Download or read book Separation of Hydrogen Using Thin Film Palladium ceramic Composite Membrane written by and published by . This book was released on 1995 with total page 8 pages. Available in PDF, EPUB and Kindle. Book excerpt: The primary objective of this study was to prepare and characterize a hydrogen permselective palladium-ceramic composite membrane for high temperature gas separations and catalytic membrane reactors. Electroless plating method was used as a potential route to deposit a thin palladium film on microporous ceramic substrate. The objectives of the work presented here were to characterize the new Pd-ceramic composite membrane by SEM and EDX analysis and to carry out fundamental permeability measurements of the membrane at elevated temperatures and pressures. The potential application of membranes in high temperature gas separation and reactor technology have been recognized by many investigators. In the coal gasification process, the exit gases are normally hydrogen, carbon monoxide, carbon dioxide, hydrogen sulfide, and water vapor. The objective is to obtain hydrogen from this gas mixture.

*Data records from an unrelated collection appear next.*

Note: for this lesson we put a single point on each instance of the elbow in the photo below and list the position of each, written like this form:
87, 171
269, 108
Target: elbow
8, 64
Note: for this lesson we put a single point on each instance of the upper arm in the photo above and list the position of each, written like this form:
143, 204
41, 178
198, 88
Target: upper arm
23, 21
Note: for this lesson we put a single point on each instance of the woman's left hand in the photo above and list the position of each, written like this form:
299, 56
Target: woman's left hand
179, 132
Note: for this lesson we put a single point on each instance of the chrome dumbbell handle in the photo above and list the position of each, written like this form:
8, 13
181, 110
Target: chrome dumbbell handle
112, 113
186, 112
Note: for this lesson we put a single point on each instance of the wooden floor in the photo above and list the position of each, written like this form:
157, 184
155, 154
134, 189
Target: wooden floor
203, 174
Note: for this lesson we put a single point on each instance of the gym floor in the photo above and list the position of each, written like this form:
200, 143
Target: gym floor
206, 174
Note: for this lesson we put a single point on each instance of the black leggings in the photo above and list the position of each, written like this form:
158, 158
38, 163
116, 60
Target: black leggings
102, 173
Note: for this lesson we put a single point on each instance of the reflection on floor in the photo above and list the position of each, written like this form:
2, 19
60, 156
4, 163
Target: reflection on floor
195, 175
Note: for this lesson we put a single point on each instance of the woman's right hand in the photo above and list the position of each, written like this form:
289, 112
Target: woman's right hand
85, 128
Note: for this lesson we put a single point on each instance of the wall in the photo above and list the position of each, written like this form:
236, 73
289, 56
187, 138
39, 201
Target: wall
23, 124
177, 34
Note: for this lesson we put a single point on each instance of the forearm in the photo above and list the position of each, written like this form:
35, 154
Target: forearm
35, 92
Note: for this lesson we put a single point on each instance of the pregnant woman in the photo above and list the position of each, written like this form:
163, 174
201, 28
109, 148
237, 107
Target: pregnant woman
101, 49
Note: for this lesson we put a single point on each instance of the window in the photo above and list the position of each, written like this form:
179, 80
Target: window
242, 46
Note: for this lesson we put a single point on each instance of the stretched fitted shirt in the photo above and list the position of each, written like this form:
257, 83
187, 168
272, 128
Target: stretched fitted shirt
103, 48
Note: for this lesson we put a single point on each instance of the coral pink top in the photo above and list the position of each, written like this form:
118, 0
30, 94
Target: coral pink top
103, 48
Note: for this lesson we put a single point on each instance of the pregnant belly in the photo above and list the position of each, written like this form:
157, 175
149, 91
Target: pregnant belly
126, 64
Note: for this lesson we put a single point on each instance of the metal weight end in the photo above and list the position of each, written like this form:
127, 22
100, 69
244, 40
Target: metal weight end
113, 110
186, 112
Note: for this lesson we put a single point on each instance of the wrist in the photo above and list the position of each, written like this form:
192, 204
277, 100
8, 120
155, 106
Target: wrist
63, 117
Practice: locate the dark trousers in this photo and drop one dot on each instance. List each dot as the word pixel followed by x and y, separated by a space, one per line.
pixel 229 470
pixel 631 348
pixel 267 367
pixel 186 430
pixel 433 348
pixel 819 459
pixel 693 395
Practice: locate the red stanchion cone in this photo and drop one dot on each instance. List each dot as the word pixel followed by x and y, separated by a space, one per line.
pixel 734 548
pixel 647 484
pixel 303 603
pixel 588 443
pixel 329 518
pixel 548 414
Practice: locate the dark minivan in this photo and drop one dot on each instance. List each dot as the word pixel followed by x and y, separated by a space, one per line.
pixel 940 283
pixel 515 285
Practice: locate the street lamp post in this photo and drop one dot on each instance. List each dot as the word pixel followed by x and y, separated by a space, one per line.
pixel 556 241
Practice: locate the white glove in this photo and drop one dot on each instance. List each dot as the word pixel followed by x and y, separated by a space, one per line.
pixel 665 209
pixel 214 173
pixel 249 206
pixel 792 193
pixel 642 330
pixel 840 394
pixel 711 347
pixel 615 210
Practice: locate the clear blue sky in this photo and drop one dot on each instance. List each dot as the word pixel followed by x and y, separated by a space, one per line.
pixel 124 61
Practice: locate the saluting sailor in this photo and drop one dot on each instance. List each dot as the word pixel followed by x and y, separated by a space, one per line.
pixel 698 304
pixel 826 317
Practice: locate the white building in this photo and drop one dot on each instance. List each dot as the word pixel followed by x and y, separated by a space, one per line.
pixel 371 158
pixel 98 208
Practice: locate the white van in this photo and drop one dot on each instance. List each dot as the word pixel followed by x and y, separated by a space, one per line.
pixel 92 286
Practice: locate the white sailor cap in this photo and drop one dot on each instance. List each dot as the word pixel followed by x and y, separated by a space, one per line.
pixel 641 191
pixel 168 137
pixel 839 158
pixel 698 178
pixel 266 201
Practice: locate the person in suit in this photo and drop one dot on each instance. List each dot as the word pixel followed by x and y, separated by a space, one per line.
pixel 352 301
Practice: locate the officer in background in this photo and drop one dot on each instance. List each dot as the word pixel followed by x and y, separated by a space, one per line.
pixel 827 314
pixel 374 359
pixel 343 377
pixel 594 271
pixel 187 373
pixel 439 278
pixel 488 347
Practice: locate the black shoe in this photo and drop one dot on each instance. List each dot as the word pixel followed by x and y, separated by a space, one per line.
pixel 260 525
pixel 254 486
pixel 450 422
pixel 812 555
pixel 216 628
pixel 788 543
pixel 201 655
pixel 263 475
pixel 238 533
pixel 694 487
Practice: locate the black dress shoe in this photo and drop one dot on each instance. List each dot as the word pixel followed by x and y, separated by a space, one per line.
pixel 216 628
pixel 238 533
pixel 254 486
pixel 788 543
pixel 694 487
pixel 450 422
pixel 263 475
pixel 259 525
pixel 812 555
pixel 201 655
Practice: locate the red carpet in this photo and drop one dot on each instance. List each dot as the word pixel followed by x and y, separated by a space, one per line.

Download or read book Palladium Composite Membranes for Hydrogen Production and Separation written by Samhun Yun and published by LAP Lambert Academic Publishing. This book was released on 2012-04 with total page 148 pages. Available in PDF, EPUB and Kindle. Book excerpt: In this work, we developed a new preparation technique for palladium composite membranes which results in an ultra-thin and defect-free selective layer with outstanding performance properties and long life. In the method, a palladium precursor and a reducing agent on opposite sides of a substrate of porous alumina hollow fibers were placed and used an electric field to cause migration of metal ions to the outer surface where they are reduced to form seeds at high concentration in a narrow spatial region. The ethanol steam reforming was conducted in a membrane reactor with the Pd membrane and the performance of this reactor was compared with results from a packed bed reactor under identical conditions. For all conditions studied, enhancement of ethanol conversion and hydrogen yield were observed in the membrane reactor compared to the packed bed reactor.

Download or read book Membrane for Hydrogen Recovery from Streams Containing Hydrogen Sulfide written by and published by . This book was released on 2007 with total page pages. Available in PDF, EPUB and Kindle. Book excerpt: A membrane for hydrogen recovery from streams containing hydrogen sulfide is provided. The membrane comprises a substrate, a hydrogen permeable first membrane layer deposited on the substrate, and a second membrane layer deposited on the first layer. The second layer contains sulfides of transition metals and positioned on the on a feed side of the hydrogen sulfide stream. The present invention also includes a method for the direct decomposition of hydrogen sulfide to hydrogen and sulfur.

Download or read book Low Cost Hydrogen novel Membrane Technology for Hydrogen Separation from Synthesis Gas Phase 1 Polyetherimide Cellulose Acetate and Ethylcellulose written by and published by . This book was released on 1986 with total page 8 pages. Available in PDF, EPUB and Kindle. Book excerpt: The goal of this program is to develop polymer membranes useful in the preparation of hydrogen from coal-derived synthesis gas. During this quarter the first experiment were aimed at developing high performance composite membranes for the separation of hydrogen from nitrogen and carbon monoxide. Three polymers have been selected as materials for these membranes: polyetherimide cellulose acetate and ethylcellulose. This quarter the investigators worked on polyetherimide and cellulose acetate membranes. The overall structure of these membranes is shown schematically in Figure 1. As shown, a microporous support membrane is first coated with a high flux intermediate layer then with an ultrathin permselective layer and finally, if necessary, a thin protective high flux layer. 1 fig., 4 tabs.